FUN_69801627 is called with the PID of the current process and the address of the function we want to patch. It also gets passed the 3rd and 4th arguments from memory_scanner(), which makes less sense, but let’s take a deeper dive and see what we’re working with.

a screenshot of Ghidra showing the decompiler for FUN_69801627

Remember when I said I wasn’t trying to be stealthy with this one? Thanks to a debug print statement left in the function, we can immediately see that we’re on the right track. It’s clear that the purpose of this function is to hook a memory address.

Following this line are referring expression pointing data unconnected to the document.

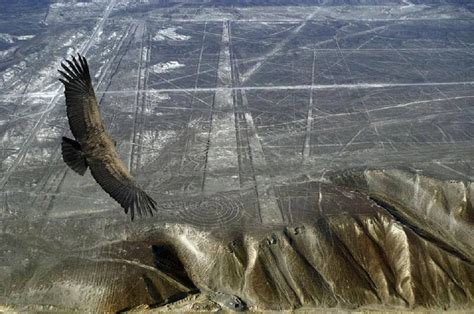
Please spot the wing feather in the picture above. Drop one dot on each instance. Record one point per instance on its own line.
(122, 187)
(81, 104)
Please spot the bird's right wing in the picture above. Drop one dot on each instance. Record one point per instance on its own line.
(81, 104)
(120, 185)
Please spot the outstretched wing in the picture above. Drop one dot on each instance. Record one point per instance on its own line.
(120, 185)
(82, 109)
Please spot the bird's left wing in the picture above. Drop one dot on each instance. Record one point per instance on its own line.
(120, 185)
(81, 104)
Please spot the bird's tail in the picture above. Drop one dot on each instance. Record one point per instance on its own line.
(73, 156)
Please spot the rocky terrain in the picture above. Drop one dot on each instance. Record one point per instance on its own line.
(304, 157)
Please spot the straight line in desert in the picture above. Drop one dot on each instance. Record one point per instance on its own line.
(221, 172)
(252, 88)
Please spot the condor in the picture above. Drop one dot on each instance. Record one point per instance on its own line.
(93, 147)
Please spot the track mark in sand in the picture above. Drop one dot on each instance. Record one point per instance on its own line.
(269, 210)
(244, 77)
(309, 118)
(139, 103)
(257, 88)
(54, 100)
(221, 171)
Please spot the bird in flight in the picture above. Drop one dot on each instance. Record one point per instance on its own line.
(93, 147)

We can also see that Ghidra has gotten some of the auto-generated parameters wrong. These first two parameters should be a PID and a pointer based on what we saw in DllMain(), so let’s fix that.

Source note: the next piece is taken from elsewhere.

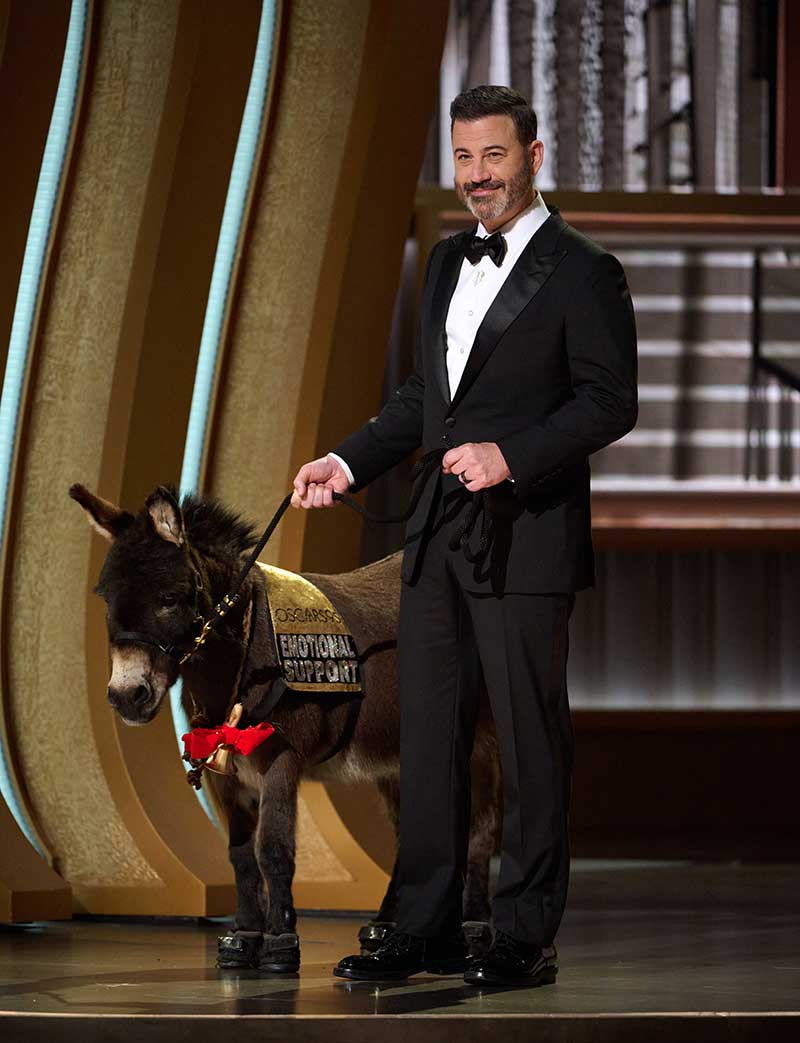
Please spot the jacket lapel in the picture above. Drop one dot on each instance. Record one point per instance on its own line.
(445, 285)
(533, 268)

a screenshot of Ghidra showing the decompiler for FUN_69801627

Thanks to helpful annotation of Windows APIs by Ghidra, we can get the gist of what’s happening here. There are calls to CreateToolhelp32Snapshot() and Thread32First(), a popular technique for enumerating threads within the current process. It seems like we’re iterating over every thread, getting a handle to it with OpenThread(), and then invoking FUN_698014db on it.

Analysing FUN_698014db

It seems like FUN_698014db is where the actual breakpoint creation occurs - it gets passed a handle to every thread in the current process, along with the address of our target function. Let’s take a look. I’ve already annotated the arguments, since we know what they are.

(click the image if you can’t see it very well)

It might actually be hard to figure out what’s happening here without delving into the disassembly, but Ghidra has come to our rescue once again. It has automatically identified calls to GetThreadContext() and SetThreadContext() for us. These are two Windows APIs that can be used to manipulate the registers of a running thread.

Thanks to that, we can see that values are being assigned to the Dr0 and Dr7 registers… and that one of those values is the address of the function this DLL wants to patch. A quick google shows that Dr0 and Dr7 are debug registers used to set hardware breakpoints.

The Dr0 register is used to hold the address of the breakpoint, and the Dr7 register holds various bitflags that are used to configure, enable and disable breakpoints.

a screenshot of Ghidra showing FUN_698014db with annotations

Conclusion

With that last step, we have the final piece of the puzzle. We now know exactly how this DLL works:

It scans memory starting from DllCanUnloadNow(), looking for the memory address of some function within AMSI.DLL.
It places a hardware breakpoint on that function, ensuring it will trigger an exception every time it is reached.
It registers a VEH to catch that breakpoint, which then short-circuits the function to prevent it from firing.

The only thing we don’t know is which exact function within AMSI.DLL is being patched. We could make some educated guesses based on common AMSI evasion techniques. We could use a debugger to figure out exactly where that breakpoint gets triggered. If we wanted, we could even load AMSI.DLL into Ghidra and perform a memory search ourselves, since we know the exact sequence of bytes that the DLL is searching for.

With limited obfuscation and a fairly straightforward control flow, analysing this binary was a breeze. I didn’t need to do any dynamic analysis or reverse-engineer any deobfuscation routines, and I didn’t need to dive into the disassembly at any point. Still, it was fun to take apart something I made!

I’m planning for this to be the first in a series. I’ve written a fair bit of “detection avoidant” software over the years - mostly as learning exercises, though some I’ve actually had the opportunity to deploy in red team engagements. I’m looking forward to sinking my teeth into something I actually designed to be stealthy!